Mi-septembre 1909 : Quelques ouvriers des deux frères Dufaux travaillent à Corsier (GE) sur le prototype de leur premier avion. Le 5 octobre, Armand et Henri commandent un moteur 3 cylindres Anzani de 28 CV, type « Traversée de la Manche », prêt à y fixer une hélice, demandant le sens de rotation du moteur. La Cie de transport « Natural-Lecoultre & Cie » ne livrera ce moteur que le 8 novembre. Le 11, les Dufaux estiment que le prix de revient de l’aéroplane sera de 4.600F, soit 46.000F actuels.

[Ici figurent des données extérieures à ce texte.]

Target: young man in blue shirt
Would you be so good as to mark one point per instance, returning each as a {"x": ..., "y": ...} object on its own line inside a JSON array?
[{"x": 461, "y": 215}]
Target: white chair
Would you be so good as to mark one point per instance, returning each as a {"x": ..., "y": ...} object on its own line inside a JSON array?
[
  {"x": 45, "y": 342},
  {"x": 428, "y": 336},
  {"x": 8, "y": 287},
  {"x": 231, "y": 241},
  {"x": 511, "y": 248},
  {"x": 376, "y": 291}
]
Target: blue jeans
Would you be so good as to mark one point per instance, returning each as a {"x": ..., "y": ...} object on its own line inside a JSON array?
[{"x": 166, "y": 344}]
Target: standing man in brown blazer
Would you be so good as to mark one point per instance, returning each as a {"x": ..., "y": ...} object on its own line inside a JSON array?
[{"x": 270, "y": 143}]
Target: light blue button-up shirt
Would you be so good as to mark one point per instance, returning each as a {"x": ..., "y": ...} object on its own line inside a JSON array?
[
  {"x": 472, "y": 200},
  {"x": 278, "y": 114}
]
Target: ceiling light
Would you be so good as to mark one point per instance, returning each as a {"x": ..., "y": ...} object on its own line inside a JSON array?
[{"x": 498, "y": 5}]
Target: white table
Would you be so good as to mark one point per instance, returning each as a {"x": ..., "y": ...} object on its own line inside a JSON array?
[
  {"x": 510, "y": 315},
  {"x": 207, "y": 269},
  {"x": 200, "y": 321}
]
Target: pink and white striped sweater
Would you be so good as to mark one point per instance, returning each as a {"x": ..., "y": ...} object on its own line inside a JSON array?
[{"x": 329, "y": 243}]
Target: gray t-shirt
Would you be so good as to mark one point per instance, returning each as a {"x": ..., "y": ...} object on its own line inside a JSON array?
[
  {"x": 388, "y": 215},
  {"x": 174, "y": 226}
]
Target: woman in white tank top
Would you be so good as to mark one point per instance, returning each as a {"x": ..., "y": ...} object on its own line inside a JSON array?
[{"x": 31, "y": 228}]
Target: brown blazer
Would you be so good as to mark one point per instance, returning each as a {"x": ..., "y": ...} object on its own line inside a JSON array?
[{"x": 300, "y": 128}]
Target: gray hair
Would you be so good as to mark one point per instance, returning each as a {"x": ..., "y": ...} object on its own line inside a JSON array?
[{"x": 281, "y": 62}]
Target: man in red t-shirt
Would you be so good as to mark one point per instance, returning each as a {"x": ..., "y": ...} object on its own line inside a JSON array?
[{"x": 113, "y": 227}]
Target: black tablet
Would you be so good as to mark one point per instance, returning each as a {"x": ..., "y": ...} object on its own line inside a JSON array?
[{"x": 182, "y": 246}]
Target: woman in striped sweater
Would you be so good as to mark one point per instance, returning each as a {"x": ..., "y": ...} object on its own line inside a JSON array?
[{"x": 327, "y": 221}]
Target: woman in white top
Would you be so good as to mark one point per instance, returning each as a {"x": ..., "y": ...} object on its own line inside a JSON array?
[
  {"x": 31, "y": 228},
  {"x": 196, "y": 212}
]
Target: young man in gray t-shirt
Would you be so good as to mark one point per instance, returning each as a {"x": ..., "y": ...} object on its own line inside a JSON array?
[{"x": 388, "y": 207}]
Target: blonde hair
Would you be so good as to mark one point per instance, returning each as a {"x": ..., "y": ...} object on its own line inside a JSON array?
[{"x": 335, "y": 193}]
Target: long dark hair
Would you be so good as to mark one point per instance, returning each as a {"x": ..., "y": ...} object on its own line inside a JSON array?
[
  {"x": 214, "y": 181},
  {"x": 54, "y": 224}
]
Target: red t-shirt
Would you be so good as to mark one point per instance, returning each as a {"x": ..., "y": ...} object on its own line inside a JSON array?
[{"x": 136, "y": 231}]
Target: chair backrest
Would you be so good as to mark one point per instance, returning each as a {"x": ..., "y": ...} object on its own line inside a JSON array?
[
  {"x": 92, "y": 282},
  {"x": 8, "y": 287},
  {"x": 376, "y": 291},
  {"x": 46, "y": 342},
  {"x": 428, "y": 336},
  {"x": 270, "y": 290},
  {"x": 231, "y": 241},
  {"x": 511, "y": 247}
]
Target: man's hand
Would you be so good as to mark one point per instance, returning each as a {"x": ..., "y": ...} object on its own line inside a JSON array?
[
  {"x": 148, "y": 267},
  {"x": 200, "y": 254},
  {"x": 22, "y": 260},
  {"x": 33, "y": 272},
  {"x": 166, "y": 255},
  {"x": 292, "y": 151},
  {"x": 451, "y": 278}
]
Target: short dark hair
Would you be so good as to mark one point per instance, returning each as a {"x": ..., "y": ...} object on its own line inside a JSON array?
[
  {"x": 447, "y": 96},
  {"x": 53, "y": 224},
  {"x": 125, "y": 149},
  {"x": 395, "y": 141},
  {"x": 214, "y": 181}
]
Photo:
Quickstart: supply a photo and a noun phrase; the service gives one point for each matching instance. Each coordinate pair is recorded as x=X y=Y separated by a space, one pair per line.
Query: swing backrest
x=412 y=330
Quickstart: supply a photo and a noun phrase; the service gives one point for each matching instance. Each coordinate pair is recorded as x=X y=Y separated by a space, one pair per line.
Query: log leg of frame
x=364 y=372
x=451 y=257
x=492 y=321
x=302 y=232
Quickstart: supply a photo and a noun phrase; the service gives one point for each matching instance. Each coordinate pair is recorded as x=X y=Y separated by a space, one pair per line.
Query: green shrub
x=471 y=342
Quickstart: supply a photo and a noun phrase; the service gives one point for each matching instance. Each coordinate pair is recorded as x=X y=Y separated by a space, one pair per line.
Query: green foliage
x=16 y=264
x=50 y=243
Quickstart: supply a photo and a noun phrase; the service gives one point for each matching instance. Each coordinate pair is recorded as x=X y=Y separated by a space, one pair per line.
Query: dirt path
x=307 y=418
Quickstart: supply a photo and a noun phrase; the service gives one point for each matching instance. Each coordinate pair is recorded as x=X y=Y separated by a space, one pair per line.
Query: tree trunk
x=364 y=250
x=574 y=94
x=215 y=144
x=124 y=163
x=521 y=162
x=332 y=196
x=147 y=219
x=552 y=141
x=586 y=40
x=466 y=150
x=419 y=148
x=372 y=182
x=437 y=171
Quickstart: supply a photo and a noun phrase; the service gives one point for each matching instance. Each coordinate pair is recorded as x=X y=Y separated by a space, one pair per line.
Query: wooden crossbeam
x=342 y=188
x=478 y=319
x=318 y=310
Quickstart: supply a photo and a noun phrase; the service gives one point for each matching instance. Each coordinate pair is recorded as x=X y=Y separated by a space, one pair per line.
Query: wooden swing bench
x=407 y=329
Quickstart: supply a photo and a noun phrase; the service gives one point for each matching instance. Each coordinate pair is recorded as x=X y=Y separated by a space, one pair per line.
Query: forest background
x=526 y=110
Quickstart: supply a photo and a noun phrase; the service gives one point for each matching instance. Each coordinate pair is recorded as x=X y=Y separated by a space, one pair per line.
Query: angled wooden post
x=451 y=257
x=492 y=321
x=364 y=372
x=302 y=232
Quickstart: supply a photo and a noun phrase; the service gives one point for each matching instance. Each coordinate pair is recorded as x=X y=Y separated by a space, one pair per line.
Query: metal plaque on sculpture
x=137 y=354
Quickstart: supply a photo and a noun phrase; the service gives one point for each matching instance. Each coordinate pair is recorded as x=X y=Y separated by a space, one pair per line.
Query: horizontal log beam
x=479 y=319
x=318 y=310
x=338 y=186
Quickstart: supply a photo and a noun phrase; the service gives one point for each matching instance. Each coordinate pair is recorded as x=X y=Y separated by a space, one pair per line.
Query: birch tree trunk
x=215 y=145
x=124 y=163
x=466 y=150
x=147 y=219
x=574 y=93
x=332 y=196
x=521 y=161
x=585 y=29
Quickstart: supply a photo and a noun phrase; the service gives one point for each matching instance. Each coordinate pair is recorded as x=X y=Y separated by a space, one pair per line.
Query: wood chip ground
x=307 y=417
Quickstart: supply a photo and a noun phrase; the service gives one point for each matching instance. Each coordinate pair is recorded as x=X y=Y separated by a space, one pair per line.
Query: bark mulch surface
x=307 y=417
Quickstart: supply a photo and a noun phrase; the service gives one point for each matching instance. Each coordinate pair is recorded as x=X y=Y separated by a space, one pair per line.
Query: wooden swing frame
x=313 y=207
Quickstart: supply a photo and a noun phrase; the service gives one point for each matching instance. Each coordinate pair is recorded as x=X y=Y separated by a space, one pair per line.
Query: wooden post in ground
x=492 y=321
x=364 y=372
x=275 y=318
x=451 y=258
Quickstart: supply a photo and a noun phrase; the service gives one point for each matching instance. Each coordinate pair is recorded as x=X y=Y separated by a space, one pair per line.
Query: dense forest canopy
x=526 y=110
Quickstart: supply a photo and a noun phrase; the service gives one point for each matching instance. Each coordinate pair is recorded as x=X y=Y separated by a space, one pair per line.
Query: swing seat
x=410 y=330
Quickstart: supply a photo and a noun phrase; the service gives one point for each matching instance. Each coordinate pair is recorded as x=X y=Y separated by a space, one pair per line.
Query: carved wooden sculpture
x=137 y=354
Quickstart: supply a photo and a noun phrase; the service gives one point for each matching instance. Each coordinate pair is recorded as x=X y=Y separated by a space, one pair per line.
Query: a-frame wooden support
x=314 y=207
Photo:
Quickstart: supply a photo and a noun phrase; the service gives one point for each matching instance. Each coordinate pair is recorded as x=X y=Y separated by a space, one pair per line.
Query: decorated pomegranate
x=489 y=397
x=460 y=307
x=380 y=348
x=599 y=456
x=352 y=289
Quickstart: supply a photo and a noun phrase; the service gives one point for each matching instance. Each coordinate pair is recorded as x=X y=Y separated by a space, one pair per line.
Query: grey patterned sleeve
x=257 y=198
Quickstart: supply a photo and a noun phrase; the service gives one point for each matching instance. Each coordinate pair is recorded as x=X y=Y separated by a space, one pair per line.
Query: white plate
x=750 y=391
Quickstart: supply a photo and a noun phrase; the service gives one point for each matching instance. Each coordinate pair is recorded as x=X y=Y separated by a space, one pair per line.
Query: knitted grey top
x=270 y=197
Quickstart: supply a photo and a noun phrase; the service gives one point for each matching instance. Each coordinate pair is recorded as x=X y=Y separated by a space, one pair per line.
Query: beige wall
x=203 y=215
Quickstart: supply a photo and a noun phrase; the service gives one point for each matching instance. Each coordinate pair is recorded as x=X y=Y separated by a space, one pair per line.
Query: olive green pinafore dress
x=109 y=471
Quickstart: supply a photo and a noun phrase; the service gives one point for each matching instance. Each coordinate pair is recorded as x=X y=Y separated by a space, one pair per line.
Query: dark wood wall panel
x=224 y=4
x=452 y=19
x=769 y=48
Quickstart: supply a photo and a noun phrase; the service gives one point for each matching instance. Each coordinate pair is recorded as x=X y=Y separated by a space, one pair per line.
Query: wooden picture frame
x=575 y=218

Le 20, les deux frères commandent à Continental 50m2 de tissu caoutchouté, avec 1 kg de colle et de bandes gommées spéciales, à livrer dans les 8 jours (couverture des ailes). Le même jour ils annoncent à l’entreprise Mégevet, constructeur naval genevois, la construction d’une série d’avions qui seront prêts dans 3 ou 4 semaines et tentent d’associer Mégevet à leur société d’étude. Ce même mois, les Dufaux font réaliser différentes pièces, certaines par 100 exemplaires, à diverses entreprises de la place de Genève. Pour cet avion, l’hélice de 2,10m de diamètre tournera à 1.400 t/m, au pas de 0,85. Le 27, souhaitant participer au concours de l’Automobile Club de Suisse (AuCS), récompensant le 1e aéroplane suisse capable de parcourir 1 km en circuit fermé, ils cherchent à trouver un moteur suisse de 28 ou 15 CV en remplacement de l’Anzani français qui n’est pas encore livré (le règlement l’oblige).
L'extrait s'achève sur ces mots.